Außenbeziehungen 10-02-2012 - 16:27
 
 
Die Staatschefs der BRIC-Länder Indien, Russland, China, Brasilien und Südafrika  ©BELGA/ITAR-TASS/D.Astakhov   Die Staats- und Regierungschefs der BRICS-Länder Indien, Russland, China, Brasilien und Südafrika ©BELGA/ITAR-TASS/D.Astakhov

Das rasante Wirtschaftswachstum vieler Schwellenländer verändert die weltweiten Machtverhältnisse. China wird voraussichtlich ab 2020 die USA als größte Wirtschaftsmacht ablösen. Indien könnte dann den Titel der am schnellsten wachsenden Wirtschaftsmacht erhalten. Die EU-Abgeordneten fordern daher engere Beziehungen zu den Schwellenländern, um gemeinsam ein faires System der weltweiten Zusammenarbeit zu schaffen.


Wenn europäische Staatschefs heute nach China reisen und um Investitionen in die Eurozone bitten, dann zeigt sich wie sehr sich die Rolle von Schwellenländern wie China, Brasilien, Indien oder Südafrika – den sogenannten BRICs – geändert hat.


Mit wirtschaftlichem Einfluss, so das Argument, steigt auch die Verantwortung der aufstrebenden Schwellenländer für Frieden, die Stabilität der internationalen Finanzmärkte und Risikofaktoren.


Kein Nullsummenspiel


Das EU-Parlament, erklärte der polnische Christdemokrat Jacek Saryusz-Wolski, der das Thema als Berichterstatter betreut, sieht die internationale Zusammenarbeit nicht als Nullsummenspiel. Der Aufstieg der Schwellenländer werde den internationalen Einfluss der EU nicht beschneiden. Vielmehr biete sich jetzt die Möglichkeit ein integratives System der weltweiten Zusammenarbeit zu erbauen, das auf mehreren Polen ruht und daher effektiver auf globale Herausforderungen reagieren kann.  
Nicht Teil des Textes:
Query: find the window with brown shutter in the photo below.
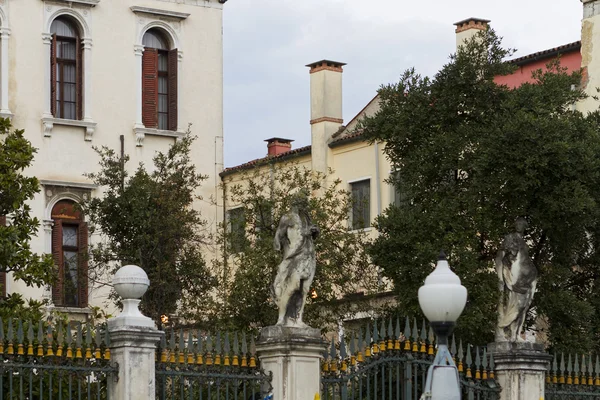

Zwar koordinieren die sogenannten BRIC-Staaten ihre Außenpolitik bei bestimmten Themen, sie unterscheiden sich aber bei vielen politischen, wirtschaftlichen und sozialen Fragen. Die EU sollte sich daher mit jedem Land einzeln befassen und nicht eine neue Blockbildung zulassen. Koalitionen müssten themenspezifisch gebildet werden und dürften nicht in Industriestaaten, Schwellen- und Entwicklungsländer zerfallen.


Wertegemeinschaft


Die Parlamentarier schlagen dafür eine Mischung aus bilateralen und multilateralen Kontakten vor und setzen auf die Einbindung der Zivilgesellschaft. Auch sollte die EU Staaten bevorzugen, die demokratische Werte und soziale Marktwirtschaft fördern.


Multilaterale Zusammenarbeit wie in der UN oder den G-20 seien auch in Zukunft wichtig, ebenso regionale Organisationen wie der Staatenbund ASEAN oder der südamerikanische Mercosur. Die geänderten Machtverhältnisse müssten sich auch im Internationalen Währungsfond und der Weltbank widerspiegeln. Staaten sollten hier entsprechend ihres wirtschaftlichen Gewichts vertreten seien.